Imaginar tenis era 'sí', imaginar caminar por tu casa era 'no'.

Imagining tennis was 'yes', imagining walking through your house was 'no'.

Y cuando le preguntaron a un paciente si sentía dolor, respondió que no.

And when one patient was asked if he was in pain, he responded that he was not.

Piensa en lo que eso significa.

Think about what that means.

Estábamos tomando decisiones médicas, a veces decisiones sobre si continuar el tratamiento, sin saber que había alguien consciente ahí dentro.

We were making medical decisions, sometimes decisions about whether to continue treatment, without knowing there was someone conscious inside.

Fletcher EN

That's not a philosophical puzzle anymore.

That's a person.

The history of medicine is full of things we now know were catastrophically wrong, and consciousness is the frontier where the stakes are the absolute highest.

Octavio ES

Completamente de acuerdo.

I completely agree.

Y por eso me parece que la pregunta no es solo científica ni filosófica sino profundamente ética y política.
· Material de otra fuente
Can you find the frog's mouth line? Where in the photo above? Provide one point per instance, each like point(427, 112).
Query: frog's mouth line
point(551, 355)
And that's why I think the question is not only scientific or philosophical but deeply ethical and political.

Cuanto más entendemos sobre la conciencia, más obligaciones adquirimos: con los pacientes, con los animales y, eventualmente, si la inteligencia artificial sigue avanzando, con cualquier sistema que pudiera albergar algo parecido a una experiencia interior.

The more we understand about consciousness, the more obligations we acquire: toward patients, toward animals, and eventually, if artificial intelligence keeps advancing, toward any system that might harbor something resembling an inner experience.

Ignorar estas preguntas porque son difíciles sería una irresponsabilidad enorme.

Ignoring these questions because they are difficult would be an enormous irresponsibility.

Fletcher EN

So where does that leave us.

I mean, we've gone from Descartes' pineal gland to fMRI scanners and adversarial collaborations and patients answering questions by imagining tennis.

And the honest answer is still that we don't know what consciousness is.

We're better at measuring the edges of it than understanding the center.

Octavio ES

Hay una idea del filósofo Colin McGinn que me parece muy honesta: puede que la conciencia sea un misterio que la mente humana no tenga la capacidad de resolver, de la misma manera que un perro no puede resolver una ecuación diferencial.

There's an idea from the philosopher Colin McGinn that I find very honest: consciousness may be a mystery that the human mind lacks the capacity to solve, in the same way that a dog cannot solve a differential equation.

No es que la respuesta no exista;

It's not that the answer doesn't exist;

es que quizás nuestros cerebros evolucionaron para sobrevivir en la sabana africana, no para comprender su propia naturaleza más profunda.

it's that perhaps our brains evolved to survive on the African savanna, not to understand their own deepest nature.

Y si eso te parece frustrante o te parece hermoso depende enteramente de quién seas.

And whether you find that frustrating or beautiful depends entirely on who you are.